Projekt im Plan

Richtfest für neues Clubhaus der Luckenwalder Tennisspieler im Seelenbinder-Stadion

VON FRANK NESSLER

Luckenwalde. Das Gebäude steht. Ein von Vereinsfrauen liebevoll gefertigter Richtkranz mit Tennisbällen schmückt den Rohbau. Entsprechend stolz ist der Bauträger und groß ist die Freude bei den Luckenwalder Tennissportlern. Der nächste Bauabschnitt ist geschafft. Voll im Plan liegt der Neubau ihres Clubhauses.

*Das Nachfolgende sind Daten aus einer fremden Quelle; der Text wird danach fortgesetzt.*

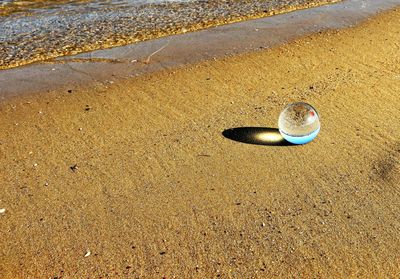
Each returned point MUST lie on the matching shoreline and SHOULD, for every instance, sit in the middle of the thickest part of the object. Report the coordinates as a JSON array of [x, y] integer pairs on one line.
[[125, 32], [135, 178], [185, 49]]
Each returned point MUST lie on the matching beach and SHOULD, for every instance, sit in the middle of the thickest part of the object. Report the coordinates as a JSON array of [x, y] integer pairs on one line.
[[135, 179]]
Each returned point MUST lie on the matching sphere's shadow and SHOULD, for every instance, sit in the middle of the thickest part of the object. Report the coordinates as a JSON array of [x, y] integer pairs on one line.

„Wir freuen uns schon ganz doll darauf, in dieses Gebäude einziehen zu können“, erklärte Jacqueline Scholz, die Vorsitzende des Luckenwalder Tennisclubs (LTC) am Freitagnachmittag anlässlich des Richtfestes. Zusammen mit dem bauausführenden Architekten Christoph Arnold dankte sie am Richtkranz auf dem Gerüst stehend den Handwerkern für ihre geleistete Arbeit, bevor traditionell von den Gästen nach dem Richtspruch mit einem Schluck Sekt oder Hochprozentigem auf die Zukunft des Baus angestoßen und ein leeres Glas an die Wand geworfen wurde, das zersprang.

Scherben bringen Glück und das hatten die Luckenwalder Tennissportler bisher mit ihrem Projekt Clubhaus-Neubau. Im Herbst 2017 wurde es erstmals vorgestellt.

Mit dem Neubau, der zwischen den Tennisplätzen und der Tribüne des oberen Rasenplatzes des Seelenbinder-Stadions entsteht, wird die bestehende alte Holzbaracke auf der Tennisanlage ersetzt. An der hat der Zahn der Zeit schon arg genagt. Die sanitären Einrichtungen entsprechen nicht dem heutigen Standard. Die Baracke soll jedoch nicht abgerissen werden. Weil sich in ihr die Bewässerungssteuerung für die Tennisplätze befindet, hat sie eine Zukunft als Gerätehaus.

Glückliche Umstände halfen dem LTC dann bei der Finanzierung seines Neubauprojektes. Der Kreissportbund Teltow-Fläming war auf das Vorhaben aufmerksam geworden und unterstützte es. Überraschend war dann die Teilnahme an einem Förderprogramm möglich geworden. Da das auf 197 000 Euro Gesamtkosten geschätzte Projekt zu diesem Zeitpunkt fertig in der Schublade lag, kam es recht zügig in den Genuss der Förderung.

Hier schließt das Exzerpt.